On n'a pas tous les détails. Ce qui semble se dessiner, et les Israéliens sont très informés... - A.Casse: Peut-être qu'ils instrumentalisent aussi. - L.Menget: Peut-être.
Ils veulent déstabiliser l'Etat iranien. Il y a un corps politique, dont le président du Parlement, Ghalibaf, font partie. Ce sont des hommes issus d'un sérail politique qui ont été dans tous ces corps, les conseillent.
Il y a de multiples conseils, en Iran. Ce sont des personnalités de la vie politique. Comme vous le disiez, il y a eu une prise en main par les Pasdaran.
Ce sont eux qui ont l'argent et le pouvoir militaire. Ils sont avec un homme-clé à la tête, M.Rezaï.
C'est une bande d'hommes qui se sont connus pendant la guerre Iran-Irak. C'était des combattants de très bon niveau. Ils se sont connus dans les tranchées de la guerre Iran-Irak.
Ils ne se sont jamais quittés. C'est à la vie, à la mort.

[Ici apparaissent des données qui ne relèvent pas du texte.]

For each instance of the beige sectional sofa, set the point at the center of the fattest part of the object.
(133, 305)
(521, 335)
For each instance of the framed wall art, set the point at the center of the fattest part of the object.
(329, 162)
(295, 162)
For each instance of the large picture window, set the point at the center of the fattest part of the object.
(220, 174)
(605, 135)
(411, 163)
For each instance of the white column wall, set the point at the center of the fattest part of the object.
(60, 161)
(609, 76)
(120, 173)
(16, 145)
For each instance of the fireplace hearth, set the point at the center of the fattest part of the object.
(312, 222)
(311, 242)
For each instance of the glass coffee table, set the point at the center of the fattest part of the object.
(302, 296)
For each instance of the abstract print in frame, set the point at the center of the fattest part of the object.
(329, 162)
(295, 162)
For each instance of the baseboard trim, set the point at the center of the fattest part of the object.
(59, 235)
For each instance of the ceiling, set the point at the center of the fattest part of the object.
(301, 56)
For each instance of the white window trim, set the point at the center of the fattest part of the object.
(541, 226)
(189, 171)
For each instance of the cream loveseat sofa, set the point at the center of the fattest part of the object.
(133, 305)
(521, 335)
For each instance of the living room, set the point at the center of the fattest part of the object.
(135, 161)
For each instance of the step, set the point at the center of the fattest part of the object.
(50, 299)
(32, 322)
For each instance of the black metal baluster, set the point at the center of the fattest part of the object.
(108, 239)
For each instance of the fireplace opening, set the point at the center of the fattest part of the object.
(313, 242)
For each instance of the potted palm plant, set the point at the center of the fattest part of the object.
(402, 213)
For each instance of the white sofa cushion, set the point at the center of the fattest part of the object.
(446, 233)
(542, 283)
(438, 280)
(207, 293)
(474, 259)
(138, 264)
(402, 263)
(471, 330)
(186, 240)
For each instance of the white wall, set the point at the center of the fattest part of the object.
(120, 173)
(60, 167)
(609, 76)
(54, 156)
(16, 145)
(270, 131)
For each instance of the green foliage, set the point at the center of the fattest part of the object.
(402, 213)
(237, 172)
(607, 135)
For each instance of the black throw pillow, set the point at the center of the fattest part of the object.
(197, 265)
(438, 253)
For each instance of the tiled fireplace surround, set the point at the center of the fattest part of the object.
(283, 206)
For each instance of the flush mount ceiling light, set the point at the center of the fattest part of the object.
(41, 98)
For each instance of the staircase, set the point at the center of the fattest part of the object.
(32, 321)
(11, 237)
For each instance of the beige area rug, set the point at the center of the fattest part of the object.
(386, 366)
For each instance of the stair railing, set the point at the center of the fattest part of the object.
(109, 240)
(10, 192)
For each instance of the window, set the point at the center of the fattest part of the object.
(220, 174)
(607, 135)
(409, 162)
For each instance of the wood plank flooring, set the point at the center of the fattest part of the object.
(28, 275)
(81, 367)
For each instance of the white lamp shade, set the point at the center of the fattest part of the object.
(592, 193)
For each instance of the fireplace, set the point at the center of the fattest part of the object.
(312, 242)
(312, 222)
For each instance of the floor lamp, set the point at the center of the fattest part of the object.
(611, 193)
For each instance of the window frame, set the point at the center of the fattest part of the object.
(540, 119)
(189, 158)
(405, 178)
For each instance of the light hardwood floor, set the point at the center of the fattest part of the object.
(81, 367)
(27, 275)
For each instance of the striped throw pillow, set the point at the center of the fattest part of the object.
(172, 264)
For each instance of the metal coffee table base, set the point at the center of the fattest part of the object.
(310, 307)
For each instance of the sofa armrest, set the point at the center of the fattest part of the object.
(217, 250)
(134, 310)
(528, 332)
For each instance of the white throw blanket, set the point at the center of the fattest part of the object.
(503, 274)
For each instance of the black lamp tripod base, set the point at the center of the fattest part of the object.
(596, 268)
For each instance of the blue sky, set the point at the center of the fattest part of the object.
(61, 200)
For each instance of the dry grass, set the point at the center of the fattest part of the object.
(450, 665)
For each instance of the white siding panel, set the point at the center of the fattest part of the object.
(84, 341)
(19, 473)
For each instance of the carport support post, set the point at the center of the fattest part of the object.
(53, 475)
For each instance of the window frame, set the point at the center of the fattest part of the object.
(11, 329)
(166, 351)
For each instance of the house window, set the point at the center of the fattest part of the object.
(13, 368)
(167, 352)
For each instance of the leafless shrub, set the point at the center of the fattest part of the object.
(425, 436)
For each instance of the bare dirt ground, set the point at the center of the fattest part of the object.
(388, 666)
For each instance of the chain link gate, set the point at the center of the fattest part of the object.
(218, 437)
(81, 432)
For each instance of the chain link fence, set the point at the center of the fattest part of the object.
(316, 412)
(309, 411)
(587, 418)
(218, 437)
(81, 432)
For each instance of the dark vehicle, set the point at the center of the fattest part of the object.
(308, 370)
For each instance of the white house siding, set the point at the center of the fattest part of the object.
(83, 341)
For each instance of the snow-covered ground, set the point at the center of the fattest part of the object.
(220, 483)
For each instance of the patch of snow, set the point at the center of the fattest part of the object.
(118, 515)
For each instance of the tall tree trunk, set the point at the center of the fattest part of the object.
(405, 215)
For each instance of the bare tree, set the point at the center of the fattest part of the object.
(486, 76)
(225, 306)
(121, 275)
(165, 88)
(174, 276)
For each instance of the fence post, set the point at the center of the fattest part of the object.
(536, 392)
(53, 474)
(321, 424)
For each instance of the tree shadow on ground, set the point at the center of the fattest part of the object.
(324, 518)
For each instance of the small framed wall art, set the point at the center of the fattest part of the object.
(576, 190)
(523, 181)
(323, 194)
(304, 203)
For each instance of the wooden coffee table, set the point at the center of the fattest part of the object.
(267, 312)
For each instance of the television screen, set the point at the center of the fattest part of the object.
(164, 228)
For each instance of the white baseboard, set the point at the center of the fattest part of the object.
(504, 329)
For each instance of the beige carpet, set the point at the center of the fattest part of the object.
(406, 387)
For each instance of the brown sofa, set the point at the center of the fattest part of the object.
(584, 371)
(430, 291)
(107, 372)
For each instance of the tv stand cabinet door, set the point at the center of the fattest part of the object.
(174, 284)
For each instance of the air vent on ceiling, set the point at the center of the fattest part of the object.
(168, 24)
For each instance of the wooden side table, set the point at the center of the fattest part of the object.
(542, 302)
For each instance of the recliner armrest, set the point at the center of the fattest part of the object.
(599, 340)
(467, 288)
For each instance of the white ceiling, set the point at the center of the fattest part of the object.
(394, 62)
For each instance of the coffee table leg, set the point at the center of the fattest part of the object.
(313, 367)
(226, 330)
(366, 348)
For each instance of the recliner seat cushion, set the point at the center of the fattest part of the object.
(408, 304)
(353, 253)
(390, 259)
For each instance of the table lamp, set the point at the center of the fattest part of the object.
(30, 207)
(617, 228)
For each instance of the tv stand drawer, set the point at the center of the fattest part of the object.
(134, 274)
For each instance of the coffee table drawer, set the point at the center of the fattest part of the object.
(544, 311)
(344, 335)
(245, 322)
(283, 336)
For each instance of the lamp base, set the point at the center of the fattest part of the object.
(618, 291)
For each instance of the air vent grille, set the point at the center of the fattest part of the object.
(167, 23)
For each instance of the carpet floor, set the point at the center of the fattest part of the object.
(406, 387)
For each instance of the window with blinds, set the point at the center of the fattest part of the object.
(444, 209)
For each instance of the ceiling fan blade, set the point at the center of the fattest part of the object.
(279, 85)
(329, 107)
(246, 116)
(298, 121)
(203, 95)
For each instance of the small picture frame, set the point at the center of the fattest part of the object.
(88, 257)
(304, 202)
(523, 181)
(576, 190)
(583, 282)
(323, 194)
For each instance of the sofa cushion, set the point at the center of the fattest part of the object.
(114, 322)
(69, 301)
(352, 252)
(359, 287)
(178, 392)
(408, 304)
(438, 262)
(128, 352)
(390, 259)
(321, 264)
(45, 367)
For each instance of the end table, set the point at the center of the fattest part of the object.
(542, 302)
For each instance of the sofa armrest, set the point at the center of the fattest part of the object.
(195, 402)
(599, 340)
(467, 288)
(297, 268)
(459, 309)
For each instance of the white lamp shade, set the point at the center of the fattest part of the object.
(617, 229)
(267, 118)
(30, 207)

Les autres hommes politiques classiques ne font pas partie de ce monde.
Ils ont pris le pouvoir à Téhéran et ils disent aux politiques: "Ce n'est pas vous qui avez le pouvoir, c'est nous. Vous allez parler quand on vous dit de parler." Il est possible que Pezeshkian ne puisse parler à la télévision que quand on le lui a autorisé.
Ce sont tous des durs. Mais il y a des pragmatiques et des très rigides. - A.Casse: M.Rezaï s'oppose à la prolongation du cessez-le-feu.

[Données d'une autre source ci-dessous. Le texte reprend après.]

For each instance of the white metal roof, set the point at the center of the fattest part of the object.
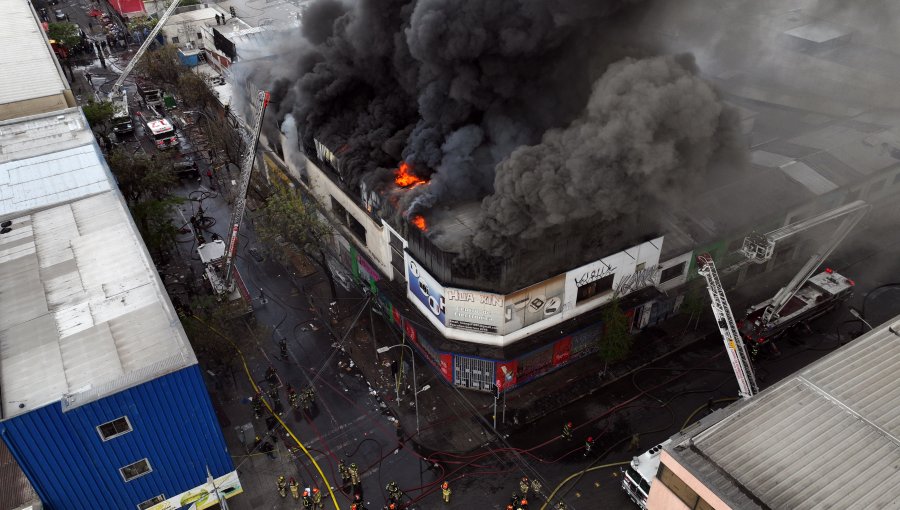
(28, 67)
(827, 437)
(82, 305)
(82, 310)
(46, 160)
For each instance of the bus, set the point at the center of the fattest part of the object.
(121, 121)
(163, 133)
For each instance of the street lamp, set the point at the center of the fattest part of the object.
(382, 350)
(854, 312)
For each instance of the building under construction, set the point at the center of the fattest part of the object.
(511, 326)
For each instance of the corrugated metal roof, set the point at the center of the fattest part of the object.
(88, 310)
(29, 68)
(15, 490)
(46, 160)
(827, 437)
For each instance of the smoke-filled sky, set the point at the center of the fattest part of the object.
(517, 103)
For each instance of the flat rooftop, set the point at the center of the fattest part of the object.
(29, 67)
(84, 313)
(826, 437)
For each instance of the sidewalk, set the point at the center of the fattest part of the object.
(445, 422)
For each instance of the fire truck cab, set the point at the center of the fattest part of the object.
(163, 133)
(638, 476)
(820, 294)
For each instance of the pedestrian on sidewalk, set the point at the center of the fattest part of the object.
(535, 487)
(307, 503)
(445, 492)
(635, 442)
(342, 469)
(354, 477)
(317, 498)
(524, 486)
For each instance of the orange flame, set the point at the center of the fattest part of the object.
(419, 221)
(404, 179)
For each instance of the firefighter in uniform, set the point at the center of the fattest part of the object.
(317, 498)
(282, 485)
(257, 406)
(535, 487)
(354, 476)
(524, 486)
(635, 442)
(345, 473)
(293, 397)
(394, 491)
(272, 376)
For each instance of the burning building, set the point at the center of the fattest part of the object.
(497, 186)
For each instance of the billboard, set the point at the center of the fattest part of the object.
(429, 292)
(470, 310)
(204, 496)
(534, 304)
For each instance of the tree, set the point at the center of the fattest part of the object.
(142, 178)
(67, 34)
(99, 114)
(153, 218)
(288, 224)
(141, 23)
(615, 343)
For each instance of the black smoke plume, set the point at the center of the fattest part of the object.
(496, 100)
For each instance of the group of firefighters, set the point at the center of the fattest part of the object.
(305, 398)
(311, 499)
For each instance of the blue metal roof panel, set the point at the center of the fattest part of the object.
(174, 427)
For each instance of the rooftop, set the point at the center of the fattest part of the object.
(29, 67)
(32, 177)
(831, 430)
(83, 313)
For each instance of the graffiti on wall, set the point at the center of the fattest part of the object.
(534, 304)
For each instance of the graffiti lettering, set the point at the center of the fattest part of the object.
(637, 280)
(473, 297)
(594, 274)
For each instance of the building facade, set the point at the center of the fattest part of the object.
(478, 338)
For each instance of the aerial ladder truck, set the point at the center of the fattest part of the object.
(117, 93)
(218, 256)
(805, 297)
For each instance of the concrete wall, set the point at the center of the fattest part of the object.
(661, 498)
(37, 105)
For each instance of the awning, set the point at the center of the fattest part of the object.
(128, 7)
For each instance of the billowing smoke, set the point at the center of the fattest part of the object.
(648, 132)
(500, 100)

On dit qu'il est allé tellement loin qu'il a fait exécuter son fils qui était passé du côté de l'opposition. C'est vrai? - P.Allémonière: On va rentrer dans un grand brouillard des récits.
A la manoeuvre, il y a les renseignements israéliens qui sont les maîtres en la matière. Il faut faire attention avec les informations. Qu'est-ce qui est arrivé à son fils?
Un jour, à Dubaï, en 2011, on l'a retrouvé mort dans sa chambre d'hôtel. Qui arrive pour inspecter? La police émiratie.
Elle a de gros liens, depuis toujours, avec les Gardiens de la révolution. C'est là-bas qu'ils déposent tous leurs avoirs cachés. C'est grâce aux Emirats que le détournement des sanctions va se faire.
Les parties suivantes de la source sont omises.